Technical highlights — what's novel¶
| Stage | Technique | Implementation detail |
|---|---|---|
| 1 | Kalman filter inside NUTS via pytensor.scan for the Diebold-Li state-space — gives the exact marginal likelihood, differentiable end-to-end |
src/diebold_li.py |
| 2 | Hamilton filter inside NUTS for the Markov-switching ECM, again as a differentiable pytensor.scan loop.
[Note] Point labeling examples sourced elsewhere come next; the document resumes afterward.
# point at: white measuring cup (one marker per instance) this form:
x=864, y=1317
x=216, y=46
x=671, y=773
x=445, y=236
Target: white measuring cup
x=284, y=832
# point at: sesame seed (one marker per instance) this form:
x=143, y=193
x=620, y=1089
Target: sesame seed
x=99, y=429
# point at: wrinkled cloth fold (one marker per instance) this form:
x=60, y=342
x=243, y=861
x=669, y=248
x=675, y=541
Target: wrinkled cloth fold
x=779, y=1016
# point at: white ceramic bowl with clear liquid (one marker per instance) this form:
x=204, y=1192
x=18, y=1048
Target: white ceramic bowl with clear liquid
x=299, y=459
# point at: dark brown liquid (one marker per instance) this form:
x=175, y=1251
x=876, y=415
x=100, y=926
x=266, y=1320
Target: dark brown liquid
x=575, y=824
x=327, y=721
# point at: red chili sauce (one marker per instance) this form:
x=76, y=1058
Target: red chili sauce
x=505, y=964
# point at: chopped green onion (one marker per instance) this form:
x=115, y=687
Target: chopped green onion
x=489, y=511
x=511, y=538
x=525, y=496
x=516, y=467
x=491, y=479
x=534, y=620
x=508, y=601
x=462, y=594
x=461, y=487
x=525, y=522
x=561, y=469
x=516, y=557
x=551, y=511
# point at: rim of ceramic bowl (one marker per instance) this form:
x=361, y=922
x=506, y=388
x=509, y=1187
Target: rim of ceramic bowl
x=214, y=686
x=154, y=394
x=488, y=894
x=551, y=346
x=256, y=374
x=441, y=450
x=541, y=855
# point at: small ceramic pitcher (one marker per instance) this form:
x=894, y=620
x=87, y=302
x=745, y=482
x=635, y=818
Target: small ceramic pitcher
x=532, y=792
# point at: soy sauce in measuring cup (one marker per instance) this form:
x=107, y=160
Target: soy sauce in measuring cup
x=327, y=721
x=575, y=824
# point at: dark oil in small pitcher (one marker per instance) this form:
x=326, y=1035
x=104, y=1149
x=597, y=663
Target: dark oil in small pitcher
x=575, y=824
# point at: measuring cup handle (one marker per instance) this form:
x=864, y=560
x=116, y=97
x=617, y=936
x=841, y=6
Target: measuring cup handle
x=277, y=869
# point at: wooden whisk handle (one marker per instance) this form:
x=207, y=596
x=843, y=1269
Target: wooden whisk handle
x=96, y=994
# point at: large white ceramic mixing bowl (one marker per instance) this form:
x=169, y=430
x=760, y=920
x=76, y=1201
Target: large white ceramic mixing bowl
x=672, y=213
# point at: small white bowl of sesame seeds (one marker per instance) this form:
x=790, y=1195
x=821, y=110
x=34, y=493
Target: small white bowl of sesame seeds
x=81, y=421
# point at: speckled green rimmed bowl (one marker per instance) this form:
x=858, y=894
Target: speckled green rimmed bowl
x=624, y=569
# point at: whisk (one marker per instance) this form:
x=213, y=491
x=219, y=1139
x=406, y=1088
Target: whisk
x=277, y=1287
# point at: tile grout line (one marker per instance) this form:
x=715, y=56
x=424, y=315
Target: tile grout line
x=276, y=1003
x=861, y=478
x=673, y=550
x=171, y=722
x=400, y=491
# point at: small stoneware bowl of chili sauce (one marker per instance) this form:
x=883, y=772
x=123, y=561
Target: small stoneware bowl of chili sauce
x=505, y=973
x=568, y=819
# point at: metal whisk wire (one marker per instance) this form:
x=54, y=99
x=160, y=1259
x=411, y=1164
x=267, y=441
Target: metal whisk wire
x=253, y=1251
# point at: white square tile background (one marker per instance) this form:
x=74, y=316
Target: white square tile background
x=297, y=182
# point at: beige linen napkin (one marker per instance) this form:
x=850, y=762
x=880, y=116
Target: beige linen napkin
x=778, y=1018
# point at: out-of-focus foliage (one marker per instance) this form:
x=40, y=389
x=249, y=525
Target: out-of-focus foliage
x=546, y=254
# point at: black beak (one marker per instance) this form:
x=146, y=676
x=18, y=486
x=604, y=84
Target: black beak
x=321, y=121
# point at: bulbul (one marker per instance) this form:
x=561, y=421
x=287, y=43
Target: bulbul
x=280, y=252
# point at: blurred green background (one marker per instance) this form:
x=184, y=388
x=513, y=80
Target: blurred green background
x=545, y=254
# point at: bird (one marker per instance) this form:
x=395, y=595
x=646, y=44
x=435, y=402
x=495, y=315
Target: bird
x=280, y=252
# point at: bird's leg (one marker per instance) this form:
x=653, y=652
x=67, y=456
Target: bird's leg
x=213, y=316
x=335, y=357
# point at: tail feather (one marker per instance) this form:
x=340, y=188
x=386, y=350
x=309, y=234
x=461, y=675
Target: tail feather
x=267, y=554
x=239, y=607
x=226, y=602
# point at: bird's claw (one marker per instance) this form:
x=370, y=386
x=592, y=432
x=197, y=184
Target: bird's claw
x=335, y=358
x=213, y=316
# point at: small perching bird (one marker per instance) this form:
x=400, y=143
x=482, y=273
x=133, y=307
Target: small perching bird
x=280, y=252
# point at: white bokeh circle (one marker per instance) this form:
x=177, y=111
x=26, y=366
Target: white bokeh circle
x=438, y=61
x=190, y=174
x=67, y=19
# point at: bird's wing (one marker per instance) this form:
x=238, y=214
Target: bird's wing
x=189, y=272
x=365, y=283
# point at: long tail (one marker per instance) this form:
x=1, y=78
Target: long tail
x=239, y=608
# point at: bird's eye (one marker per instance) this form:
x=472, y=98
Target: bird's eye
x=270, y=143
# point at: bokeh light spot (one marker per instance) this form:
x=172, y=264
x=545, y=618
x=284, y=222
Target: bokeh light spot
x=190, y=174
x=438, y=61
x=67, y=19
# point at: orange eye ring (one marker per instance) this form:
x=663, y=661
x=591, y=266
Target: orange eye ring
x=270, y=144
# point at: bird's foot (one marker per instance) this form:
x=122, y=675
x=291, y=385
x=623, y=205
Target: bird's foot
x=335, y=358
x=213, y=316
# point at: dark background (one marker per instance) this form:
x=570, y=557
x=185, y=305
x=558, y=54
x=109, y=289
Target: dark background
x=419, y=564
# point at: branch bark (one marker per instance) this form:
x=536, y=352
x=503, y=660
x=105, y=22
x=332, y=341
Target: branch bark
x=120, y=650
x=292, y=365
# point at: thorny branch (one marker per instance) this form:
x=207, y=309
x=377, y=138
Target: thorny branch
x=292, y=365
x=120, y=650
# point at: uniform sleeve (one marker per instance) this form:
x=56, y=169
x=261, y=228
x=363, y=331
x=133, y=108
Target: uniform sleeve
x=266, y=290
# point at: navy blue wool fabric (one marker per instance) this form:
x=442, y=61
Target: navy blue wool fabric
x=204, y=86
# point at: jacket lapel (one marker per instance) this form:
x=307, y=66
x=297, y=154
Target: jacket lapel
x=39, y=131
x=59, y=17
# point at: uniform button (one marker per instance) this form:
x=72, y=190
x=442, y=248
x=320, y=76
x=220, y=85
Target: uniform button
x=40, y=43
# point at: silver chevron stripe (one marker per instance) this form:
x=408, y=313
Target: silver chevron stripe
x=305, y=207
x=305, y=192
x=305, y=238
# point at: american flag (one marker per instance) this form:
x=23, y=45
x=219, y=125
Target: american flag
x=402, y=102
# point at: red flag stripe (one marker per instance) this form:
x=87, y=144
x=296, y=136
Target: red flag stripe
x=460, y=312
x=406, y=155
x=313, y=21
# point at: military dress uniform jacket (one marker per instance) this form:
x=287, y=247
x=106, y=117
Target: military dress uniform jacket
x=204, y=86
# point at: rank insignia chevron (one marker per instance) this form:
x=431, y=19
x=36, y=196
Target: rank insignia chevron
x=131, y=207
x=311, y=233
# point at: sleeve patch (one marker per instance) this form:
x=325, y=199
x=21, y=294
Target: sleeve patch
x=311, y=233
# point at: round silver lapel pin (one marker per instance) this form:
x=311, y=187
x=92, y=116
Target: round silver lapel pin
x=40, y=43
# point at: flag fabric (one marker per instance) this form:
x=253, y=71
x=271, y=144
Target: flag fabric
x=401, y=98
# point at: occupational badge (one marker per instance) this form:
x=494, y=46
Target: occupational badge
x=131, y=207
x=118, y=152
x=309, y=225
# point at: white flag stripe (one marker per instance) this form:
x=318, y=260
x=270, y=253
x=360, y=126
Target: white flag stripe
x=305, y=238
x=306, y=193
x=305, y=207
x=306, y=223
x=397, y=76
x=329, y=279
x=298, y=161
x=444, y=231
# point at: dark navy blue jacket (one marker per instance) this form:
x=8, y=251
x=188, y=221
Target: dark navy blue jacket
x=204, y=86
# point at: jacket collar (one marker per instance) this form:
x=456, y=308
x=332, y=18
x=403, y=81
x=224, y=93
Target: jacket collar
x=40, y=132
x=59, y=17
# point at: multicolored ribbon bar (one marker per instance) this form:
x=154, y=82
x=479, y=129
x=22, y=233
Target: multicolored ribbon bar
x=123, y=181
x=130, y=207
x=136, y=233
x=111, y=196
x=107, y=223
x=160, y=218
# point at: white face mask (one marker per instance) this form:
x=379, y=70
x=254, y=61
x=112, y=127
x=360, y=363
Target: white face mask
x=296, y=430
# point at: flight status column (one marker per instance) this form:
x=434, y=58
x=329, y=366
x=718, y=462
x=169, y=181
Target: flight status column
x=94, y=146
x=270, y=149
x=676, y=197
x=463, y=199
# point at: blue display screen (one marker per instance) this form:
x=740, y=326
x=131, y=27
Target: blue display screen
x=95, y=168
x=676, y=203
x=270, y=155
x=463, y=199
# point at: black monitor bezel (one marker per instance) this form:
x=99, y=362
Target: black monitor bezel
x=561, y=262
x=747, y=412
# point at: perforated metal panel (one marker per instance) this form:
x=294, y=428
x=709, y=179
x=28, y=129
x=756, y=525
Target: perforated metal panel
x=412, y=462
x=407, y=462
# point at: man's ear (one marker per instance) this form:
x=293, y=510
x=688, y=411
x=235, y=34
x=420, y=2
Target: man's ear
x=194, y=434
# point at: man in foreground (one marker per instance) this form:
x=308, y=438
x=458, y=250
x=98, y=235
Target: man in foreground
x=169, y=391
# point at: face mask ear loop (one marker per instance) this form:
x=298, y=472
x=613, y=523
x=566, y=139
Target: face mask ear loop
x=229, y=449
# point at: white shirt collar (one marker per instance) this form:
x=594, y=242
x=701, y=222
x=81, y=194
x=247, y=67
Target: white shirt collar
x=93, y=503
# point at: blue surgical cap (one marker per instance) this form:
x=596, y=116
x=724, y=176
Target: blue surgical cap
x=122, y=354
Joint posterior over regime probabilities, transition matrix, and segment betas |
src/ecm_repricing.py |
| 2 | Identification constraint $\delta>0$ via HalfNormal on the regime gap, breaking label-swap symmetry |
build_ecm_model |
| 3 | Soft regime covariate — the volume model re-uses the Hamilton filter posterior probabilities from stage 2, avoiding a second latent state | src/volume.py |
| 3 | LogNormal hyperparameter scales instead of HalfNormal — kills the hierarchical-funnel divergence that arises with only S=4 segments to inform $\sigma$ | build_volume_model |
| All | JAX-compiled NUTS via numpyro for fast sampling on CPU (this project does not require a GPU; an earlier Julia/DiffEqGPU prototype was abandoned for portability) | nuts_sampler="numpyro" |
Code layout¶
src/
data.py ECB SDW REST API ingestion
simulate.py DGPs + true parameter constants
diebold_li.py Kalman state-space + extract_factors_numpy
ecm_repricing.py Hamilton filter + extract_regime_probs_numpy
volume.py Hierarchical AR(1) volume model + NII
repricing.py Static repricing (legacy, kept for comparison)
notebooks/
00_main.ipynb (this notebook — overview)
01_theory.ipynb full theoretical derivation
02_data.ipynb ECB ingestion + simulated deposits
02_simulation.ipynb stand-alone synthetic DGP
03_diebold_li.ipynb yield curve estimation
04_repricing.ipynb ECM regime-switching estimation
05_pipeline.ipynb scenario pass-through analysis
06_volume.ipynb volume model + scenario NII
Stack: PyMC 5.x, pytensor, NUTS via numpyro+JAX, arviz for diagnostics,
matplotlib for figures. Python 3.11 in conda env pymc_env.